Tuesday, February 27, 2007

Becoming Me

In the Bob Dylan biopic “No Direction Home,“ Bob reflects back on his life and says, “As an artist, you can never get into a place where you’re thinking you’ve arrived anywhere. You’re always in a process of becoming. If you can get into that place [of becoming], you’re going to be O.K.” This is not a new idea to me nor unique to Dylan, but it struck a chord in my heart.

There are many things that I want: a steady paycheck, a house of my own, a child to love me, recognition, style, to be considered funny, erudite, and clever. These are the point where I would know I had arrived.

I want to be labeled. I want to be categorized. I want to be prejudiced against in the best possible way. I want the benefit of the doubt that comes from past achievement. I want my ego stroked. I want the validation that comes from television, money, and seeing my name in print.

But perhaps it is these vain garments that I must shed to unleash the “becoming” artist (and person, Christian, husband, friend, etc.) within me. I am starting to think that it is difficult to have something real to say, a thing that is important, something that may change the world, while also trying to make people love you. It is hard to be honest about who you are when you are also trying to make everyone happy.

I have reached a place where I have nothing left to hang my value on. I cannot make other people love me for what I can do. I cannot prove I am worthy of love by my academic thought, my skills as a preacher, my ability to make money, a full head of hair, or discipline to regularly write. Even the small amount of money I was contributing to our bank account from a part-part-time job is gone because work is slow.

I am nothing.

But perhaps this is a gift. That I have reached this point relatively early in my life might save me from the despair that often comes in old age. I’m sure there are people who are successful by whatever standards are applied to them who look back on their lives and think the same thing that I am thinking at twenty-seven. For some, the search for deeper meaning may only come after a lifetime of striving after the goals they set for themselves.

If God is involved in my life (and I hope so) maybe the reason I haven’t been vaulted into the realms of vocational success is that I have been given the particular grace of being forced to find a reason for doing things (work, play, prayer, write, read, etc.) that has nothing to do with money, or recognition, or establishing the reasons I deserve to be loved.

These days I understand a little more what it means in the Bible when it says that it is in our weakness that we are made strong. For if I can be loved now, with no dowry, and if I can accept the love that comes to me, then maybe I can let go of all those standards of success that I measure my “arrival” and instead embrace the “becoming” of my life.

Wednesday, February 14, 2007

He Who is Without Sin...

I met an old lover the other night. I hadn’t seen Hostess Twinkie in years. I know that it has been at least since I’ve gotten married, probably longer. I had run into her occasionally, mostly at gas stations, a couple of times at the grocery store, but neither of us ever said anything. Neither of us acknowledged the history between us.

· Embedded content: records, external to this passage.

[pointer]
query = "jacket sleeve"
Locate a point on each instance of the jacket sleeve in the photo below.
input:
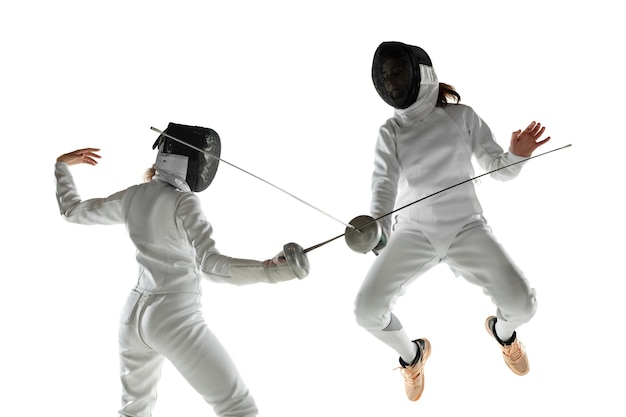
(215, 266)
(488, 153)
(103, 211)
(385, 177)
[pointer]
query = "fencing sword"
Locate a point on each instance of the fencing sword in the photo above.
(293, 253)
(370, 228)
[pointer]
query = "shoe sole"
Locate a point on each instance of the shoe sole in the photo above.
(491, 333)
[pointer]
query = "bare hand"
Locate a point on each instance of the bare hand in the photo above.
(524, 143)
(80, 156)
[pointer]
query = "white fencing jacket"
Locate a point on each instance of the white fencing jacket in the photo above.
(423, 149)
(172, 236)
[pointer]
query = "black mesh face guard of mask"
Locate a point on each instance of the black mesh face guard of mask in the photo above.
(202, 165)
(396, 72)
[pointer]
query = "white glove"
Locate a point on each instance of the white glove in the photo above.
(272, 271)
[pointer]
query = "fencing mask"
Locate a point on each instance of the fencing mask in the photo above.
(191, 164)
(396, 72)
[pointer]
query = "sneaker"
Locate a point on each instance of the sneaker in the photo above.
(414, 373)
(513, 352)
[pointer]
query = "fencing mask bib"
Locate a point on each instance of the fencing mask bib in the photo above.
(396, 72)
(191, 168)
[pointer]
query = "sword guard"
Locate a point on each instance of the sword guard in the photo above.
(296, 259)
(365, 234)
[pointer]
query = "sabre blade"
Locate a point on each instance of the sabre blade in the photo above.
(252, 175)
(435, 193)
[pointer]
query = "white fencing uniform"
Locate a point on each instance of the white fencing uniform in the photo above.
(421, 150)
(162, 318)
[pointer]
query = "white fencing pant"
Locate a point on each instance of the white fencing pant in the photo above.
(474, 253)
(171, 326)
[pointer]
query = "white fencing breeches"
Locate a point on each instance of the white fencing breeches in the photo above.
(475, 254)
(171, 326)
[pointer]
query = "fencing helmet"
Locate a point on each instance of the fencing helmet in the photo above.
(190, 162)
(396, 72)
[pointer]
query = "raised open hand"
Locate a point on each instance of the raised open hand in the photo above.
(524, 143)
(80, 156)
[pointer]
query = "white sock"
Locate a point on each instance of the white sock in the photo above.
(504, 332)
(399, 341)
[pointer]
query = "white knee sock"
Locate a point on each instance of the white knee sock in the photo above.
(504, 332)
(399, 341)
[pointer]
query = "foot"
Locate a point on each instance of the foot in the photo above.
(414, 373)
(513, 350)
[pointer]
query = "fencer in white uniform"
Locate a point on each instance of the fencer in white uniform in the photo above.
(427, 146)
(162, 318)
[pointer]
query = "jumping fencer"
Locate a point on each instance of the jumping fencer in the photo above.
(426, 146)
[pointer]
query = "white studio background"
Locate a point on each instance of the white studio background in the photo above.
(287, 86)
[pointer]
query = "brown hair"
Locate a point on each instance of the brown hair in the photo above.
(149, 174)
(446, 91)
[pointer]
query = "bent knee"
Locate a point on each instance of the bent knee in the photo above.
(369, 314)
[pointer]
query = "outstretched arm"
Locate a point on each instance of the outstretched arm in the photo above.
(80, 156)
(524, 143)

Why would a happily married man go out and indulge in confectionary? It was a mistake. But I was feeling bad about myself; about looking for work and not finding it. I admit that I went out cruising for comfort food. I’m not proud of what I did, but I did it and I’m owning up to it.

When I was younger, Twinkie and I were great together. She was at all my birthday parties. She met my parents and grandparents. I tried to see her as much as I could, in fact I couldn’t get enough of her. We made each other happy. But a man has to grow up. I knew we couldn’t last. It just wasn’t meant to be. A man can’t take that much sweetness all the time. A man needs salty, bitter, and spicy. I had needs that Twink just couldn’t meet. So one tearful night, we went our separate ways with only our sweet, sweet memories.

It was at the corner Shell Station that I saw her. She looked exactly the same as she did in my memory. I mean exactly. She hadn’t changed a bit. She wore the same wrapper and still had the same cowboy tattoo. I could even tell she sat on the same while cardboard square. Looking back, I realize that on some level, I may have even wanted to run into her, to make something happen between the two of us.

And I’m not going to lie. It was great, over 700 calories in four cream-filled yellow cakes. But afterwards, as I cleaned up wrappers and cardboard, I felt guilty and bloated. What had I done? How could I have done this to my wife? She occasional sees Reeses Peanutbutter Cup, but she assures me their relationship is purely platonic, nothing like this. When she found me trying to wash away my transgression with glass after glass of milk she demanded to know what I had done. I explained what had happened, that I was sorry and that it would never happen again. She was understandably upset, but she insisted that we could work this out together.

So we started culinary couples therapy on Monday. I admitted that some of my Twinkie problems go all they way back to childhood, how I never got enough sugar as a kid. Plus, Caryn agreed that she had been comparing me to her old boyfriend, Diet Coke. He is a great guy and my friend too, but our therapist, Mrs. Fields, says we need to accept one another as we are: a mixture of sweet, sour, and spicy. Just what we really need.